1. An optical device comprising a planar structure adapted so that light coupled into an optical layer of the device follows a folded optical path, thereby increasing the interaction length, wherein the folded optical path is substantially perpendicular to the planar structure so as to render the optical device substantially polarization insensitive.

2. An optical device according to claim 1 , in which the planar structure is adapted so that at least one of an upper surface and a lower surface of the optical layer comprises a plurality of reflective angled facets.

3. An optical device according to claim 1 , in which the planar structure is adapted so that at least one of an upper surface and a lower surface of the optical layer includes a pit, one or more side walls of the pit comprising a reflective angled facet.

4. An optical device according to claim 1 , in which the planar structure is adapted so that at least one of an upper surface and a lower surface of the optical layer includes a trench, one or more side walls of the trench comprising a reflective angled facet.

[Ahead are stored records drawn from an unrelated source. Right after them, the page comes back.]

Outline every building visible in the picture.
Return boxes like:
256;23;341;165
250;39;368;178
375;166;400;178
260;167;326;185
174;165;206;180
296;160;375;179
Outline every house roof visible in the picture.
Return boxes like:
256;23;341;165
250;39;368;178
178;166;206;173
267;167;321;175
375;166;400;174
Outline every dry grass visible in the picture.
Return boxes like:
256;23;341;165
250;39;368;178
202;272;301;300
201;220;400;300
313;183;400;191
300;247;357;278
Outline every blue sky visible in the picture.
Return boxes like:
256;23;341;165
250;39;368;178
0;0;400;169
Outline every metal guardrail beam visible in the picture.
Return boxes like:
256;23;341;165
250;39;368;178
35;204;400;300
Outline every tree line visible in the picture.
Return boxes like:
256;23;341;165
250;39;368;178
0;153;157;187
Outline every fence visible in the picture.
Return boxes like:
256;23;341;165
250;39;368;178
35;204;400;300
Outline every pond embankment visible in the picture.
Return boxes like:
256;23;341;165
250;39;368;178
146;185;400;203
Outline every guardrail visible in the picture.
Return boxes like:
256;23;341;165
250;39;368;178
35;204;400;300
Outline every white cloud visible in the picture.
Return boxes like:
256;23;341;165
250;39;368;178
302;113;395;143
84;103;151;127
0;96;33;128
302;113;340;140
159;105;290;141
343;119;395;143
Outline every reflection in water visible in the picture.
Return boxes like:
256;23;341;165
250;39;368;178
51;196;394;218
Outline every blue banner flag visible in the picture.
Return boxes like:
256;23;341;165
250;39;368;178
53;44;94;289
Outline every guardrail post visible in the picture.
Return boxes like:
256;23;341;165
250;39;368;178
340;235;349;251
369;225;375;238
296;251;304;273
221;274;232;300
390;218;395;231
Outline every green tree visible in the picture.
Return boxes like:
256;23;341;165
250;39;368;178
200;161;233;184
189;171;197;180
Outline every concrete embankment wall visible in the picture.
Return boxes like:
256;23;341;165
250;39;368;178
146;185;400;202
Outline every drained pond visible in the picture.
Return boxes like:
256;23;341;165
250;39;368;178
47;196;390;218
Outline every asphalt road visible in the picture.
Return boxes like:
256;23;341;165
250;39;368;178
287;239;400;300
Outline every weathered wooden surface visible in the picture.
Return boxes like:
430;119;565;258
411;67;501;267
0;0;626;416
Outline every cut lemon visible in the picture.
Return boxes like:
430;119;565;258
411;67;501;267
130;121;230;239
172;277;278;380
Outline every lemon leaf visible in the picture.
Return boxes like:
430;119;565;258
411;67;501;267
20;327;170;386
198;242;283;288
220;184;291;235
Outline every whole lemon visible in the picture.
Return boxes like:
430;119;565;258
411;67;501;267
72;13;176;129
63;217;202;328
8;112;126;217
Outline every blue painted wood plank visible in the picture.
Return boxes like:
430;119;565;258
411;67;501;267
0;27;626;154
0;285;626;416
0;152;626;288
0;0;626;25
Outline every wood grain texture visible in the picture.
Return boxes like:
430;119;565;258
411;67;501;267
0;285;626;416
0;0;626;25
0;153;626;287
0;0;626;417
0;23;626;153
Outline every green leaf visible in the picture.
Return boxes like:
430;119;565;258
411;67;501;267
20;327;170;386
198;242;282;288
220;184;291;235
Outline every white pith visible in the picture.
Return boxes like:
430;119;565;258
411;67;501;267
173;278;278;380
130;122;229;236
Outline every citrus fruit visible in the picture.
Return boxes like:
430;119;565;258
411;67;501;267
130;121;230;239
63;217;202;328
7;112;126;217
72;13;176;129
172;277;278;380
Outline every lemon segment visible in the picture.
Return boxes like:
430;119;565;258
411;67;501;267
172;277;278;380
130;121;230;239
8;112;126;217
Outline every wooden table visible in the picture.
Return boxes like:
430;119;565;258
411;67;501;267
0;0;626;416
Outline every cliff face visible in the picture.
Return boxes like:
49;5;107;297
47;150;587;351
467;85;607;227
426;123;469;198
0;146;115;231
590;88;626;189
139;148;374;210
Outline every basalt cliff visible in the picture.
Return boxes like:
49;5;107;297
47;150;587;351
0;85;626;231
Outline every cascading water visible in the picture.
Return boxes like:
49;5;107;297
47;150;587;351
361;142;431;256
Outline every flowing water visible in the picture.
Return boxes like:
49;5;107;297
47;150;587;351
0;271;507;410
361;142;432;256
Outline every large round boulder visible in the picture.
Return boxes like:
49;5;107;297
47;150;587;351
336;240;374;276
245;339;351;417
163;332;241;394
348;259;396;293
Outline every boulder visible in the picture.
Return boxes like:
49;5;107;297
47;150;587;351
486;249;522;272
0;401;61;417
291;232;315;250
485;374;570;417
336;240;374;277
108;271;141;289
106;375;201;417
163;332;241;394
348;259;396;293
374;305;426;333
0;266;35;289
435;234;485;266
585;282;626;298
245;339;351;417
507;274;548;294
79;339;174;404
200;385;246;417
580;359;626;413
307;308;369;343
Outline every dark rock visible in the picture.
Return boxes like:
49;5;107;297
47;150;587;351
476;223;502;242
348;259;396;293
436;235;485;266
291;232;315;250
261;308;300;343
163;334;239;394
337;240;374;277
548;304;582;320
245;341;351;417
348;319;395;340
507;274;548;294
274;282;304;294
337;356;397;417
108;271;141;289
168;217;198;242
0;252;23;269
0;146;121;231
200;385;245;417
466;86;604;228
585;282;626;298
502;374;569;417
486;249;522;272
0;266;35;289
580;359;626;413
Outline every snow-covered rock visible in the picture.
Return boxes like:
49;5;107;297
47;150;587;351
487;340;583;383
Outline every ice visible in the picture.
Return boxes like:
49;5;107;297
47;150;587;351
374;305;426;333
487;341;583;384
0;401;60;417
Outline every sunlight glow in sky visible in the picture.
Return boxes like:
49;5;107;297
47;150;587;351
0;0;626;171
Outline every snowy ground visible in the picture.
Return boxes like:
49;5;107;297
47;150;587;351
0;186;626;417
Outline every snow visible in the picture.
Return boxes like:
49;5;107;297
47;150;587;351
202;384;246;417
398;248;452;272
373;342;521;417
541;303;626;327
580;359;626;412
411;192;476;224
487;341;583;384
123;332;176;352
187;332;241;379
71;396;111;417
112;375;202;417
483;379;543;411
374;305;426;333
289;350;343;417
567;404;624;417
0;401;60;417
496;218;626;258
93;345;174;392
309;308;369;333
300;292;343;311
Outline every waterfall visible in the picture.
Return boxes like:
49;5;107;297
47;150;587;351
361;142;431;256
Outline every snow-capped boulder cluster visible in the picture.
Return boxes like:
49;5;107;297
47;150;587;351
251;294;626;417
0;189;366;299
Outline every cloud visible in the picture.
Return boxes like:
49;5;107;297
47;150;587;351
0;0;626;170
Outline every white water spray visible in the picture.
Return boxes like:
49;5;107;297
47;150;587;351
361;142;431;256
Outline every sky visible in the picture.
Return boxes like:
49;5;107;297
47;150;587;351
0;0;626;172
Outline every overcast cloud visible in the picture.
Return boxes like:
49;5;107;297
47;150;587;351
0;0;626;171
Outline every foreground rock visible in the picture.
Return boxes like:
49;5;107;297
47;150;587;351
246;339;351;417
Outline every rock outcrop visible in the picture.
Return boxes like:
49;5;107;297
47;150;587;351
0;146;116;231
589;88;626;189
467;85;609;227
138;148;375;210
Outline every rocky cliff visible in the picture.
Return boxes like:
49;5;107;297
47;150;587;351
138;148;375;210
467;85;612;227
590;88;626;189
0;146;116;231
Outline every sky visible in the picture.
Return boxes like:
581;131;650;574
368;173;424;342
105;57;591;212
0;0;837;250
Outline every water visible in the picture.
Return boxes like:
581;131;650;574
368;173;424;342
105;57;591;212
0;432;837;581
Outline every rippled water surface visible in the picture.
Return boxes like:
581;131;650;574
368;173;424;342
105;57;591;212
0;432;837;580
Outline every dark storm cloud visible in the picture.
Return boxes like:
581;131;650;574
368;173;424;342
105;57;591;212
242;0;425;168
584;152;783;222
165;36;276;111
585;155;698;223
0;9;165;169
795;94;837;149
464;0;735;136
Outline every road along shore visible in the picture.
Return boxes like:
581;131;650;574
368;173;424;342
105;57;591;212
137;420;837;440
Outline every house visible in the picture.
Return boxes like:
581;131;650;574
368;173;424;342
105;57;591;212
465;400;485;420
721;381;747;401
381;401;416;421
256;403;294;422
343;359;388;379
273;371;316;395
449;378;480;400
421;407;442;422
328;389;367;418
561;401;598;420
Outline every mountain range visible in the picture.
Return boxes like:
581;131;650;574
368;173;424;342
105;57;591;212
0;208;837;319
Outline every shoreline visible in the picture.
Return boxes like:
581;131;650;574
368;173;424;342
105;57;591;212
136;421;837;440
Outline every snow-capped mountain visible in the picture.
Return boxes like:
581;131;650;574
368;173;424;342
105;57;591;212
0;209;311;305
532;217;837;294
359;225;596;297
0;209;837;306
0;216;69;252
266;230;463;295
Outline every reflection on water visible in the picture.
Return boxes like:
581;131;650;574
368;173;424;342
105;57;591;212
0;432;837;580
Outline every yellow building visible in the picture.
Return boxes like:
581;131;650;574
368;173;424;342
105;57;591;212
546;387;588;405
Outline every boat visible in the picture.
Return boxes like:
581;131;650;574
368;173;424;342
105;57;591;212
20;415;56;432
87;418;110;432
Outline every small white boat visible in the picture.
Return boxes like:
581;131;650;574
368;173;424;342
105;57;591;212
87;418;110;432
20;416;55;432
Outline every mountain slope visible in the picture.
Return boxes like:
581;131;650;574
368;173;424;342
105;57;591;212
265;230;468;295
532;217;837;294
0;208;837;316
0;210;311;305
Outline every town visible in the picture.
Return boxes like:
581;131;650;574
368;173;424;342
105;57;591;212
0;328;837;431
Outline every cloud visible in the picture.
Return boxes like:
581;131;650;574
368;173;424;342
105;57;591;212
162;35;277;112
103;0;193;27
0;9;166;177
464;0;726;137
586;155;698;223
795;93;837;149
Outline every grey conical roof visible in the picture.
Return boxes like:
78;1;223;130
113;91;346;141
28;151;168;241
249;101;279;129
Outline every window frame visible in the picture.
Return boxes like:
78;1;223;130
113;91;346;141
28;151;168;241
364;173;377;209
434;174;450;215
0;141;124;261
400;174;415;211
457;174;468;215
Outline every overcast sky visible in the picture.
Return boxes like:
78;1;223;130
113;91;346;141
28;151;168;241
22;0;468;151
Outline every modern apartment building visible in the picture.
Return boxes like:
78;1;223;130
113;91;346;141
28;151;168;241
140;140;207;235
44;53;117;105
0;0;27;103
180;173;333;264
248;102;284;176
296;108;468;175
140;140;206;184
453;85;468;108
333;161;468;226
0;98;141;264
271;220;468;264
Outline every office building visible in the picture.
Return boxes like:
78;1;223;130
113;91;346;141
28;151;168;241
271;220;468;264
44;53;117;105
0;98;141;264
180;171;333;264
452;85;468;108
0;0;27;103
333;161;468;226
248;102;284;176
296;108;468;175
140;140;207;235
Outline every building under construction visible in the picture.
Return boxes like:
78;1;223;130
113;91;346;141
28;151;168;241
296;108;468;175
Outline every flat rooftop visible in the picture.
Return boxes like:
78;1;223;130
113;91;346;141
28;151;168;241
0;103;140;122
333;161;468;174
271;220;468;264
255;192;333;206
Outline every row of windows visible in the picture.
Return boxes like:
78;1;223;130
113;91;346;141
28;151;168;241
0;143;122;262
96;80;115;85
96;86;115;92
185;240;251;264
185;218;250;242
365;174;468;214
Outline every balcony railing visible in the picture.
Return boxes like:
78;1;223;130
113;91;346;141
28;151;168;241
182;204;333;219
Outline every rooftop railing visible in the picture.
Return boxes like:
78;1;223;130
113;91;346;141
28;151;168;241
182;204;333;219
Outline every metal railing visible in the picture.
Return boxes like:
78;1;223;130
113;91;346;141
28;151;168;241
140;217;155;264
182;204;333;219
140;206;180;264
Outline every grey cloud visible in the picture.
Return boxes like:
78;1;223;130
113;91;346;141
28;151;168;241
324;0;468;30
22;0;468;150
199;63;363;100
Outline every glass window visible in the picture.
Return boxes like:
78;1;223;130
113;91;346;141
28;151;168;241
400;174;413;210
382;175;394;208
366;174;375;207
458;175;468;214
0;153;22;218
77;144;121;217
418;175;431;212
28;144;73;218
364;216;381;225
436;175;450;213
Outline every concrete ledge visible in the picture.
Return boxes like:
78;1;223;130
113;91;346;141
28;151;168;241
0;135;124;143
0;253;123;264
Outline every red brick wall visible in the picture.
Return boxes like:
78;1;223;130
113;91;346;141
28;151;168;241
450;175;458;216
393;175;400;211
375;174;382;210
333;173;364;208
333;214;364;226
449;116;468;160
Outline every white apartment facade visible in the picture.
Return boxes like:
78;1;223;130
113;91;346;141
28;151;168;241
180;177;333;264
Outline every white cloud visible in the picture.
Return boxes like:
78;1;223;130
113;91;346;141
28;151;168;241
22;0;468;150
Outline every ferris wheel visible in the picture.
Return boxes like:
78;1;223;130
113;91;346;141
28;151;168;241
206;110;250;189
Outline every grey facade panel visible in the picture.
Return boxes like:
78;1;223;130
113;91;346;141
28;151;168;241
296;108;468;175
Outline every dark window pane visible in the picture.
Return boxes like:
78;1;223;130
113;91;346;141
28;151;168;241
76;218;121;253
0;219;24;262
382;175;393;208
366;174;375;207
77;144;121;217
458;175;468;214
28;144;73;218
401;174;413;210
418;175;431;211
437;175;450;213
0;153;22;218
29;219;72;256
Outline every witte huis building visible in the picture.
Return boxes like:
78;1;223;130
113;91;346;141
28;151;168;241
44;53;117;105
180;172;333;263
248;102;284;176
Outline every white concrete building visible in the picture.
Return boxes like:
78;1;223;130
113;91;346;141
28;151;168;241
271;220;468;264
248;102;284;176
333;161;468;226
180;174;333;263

5. An optical device according to any of claims 2 to 4, in which the or each reflective facet is disposed at an angle that is substantially 45° to the planar structure.

6. An optical device according to claim 5, in which adjacent reflective facets are substantially perpendicularly disposed.

7. An optical device according to claim 4, in which a side wall of the trench includes a pit, in which one or more side walls of the pit comprise a reflective angled facet.

8. An optical device according to claim 7, in which the reflective facet is disposed at an angle that is substantially 45° to the trench.

9. An optical device according to claim 8, in which adjacent reflective facets are substantially perpendicularly disposed.

10. An optical device according to any of claims 2 to 9, in which a reflective facet is formed by etching to expose a crystal plane.

11. An optical device according to any preceding claim, in which the optical layer comprises the core of a planar waveguide within the planar structure of the device.

12. An optical device according to any preceding claim, wherein the optical device contains a quantum well structure.

13. An optical device according to any preceding claim, wherein the optical device is a laser or laser amplifier.

14. An optical device according to any preceding claim, wherein the optical

device is edge emitting.

15. An optical device according to any of claims 1 to 13, wherein the optical

device is surface emitting.

16. An optical device according to any preceding claim, wherein the optical device is wavelength tuned by means of a reflector mounted on a micro- cantilever.

17. An optical device according to any preceding claim, wherein the optical device emits two or more co-directional coherent light beams.

18. An optical device according to any preceding claim, wherein at least a portion of a surface of the optical section is coated with a metal layer.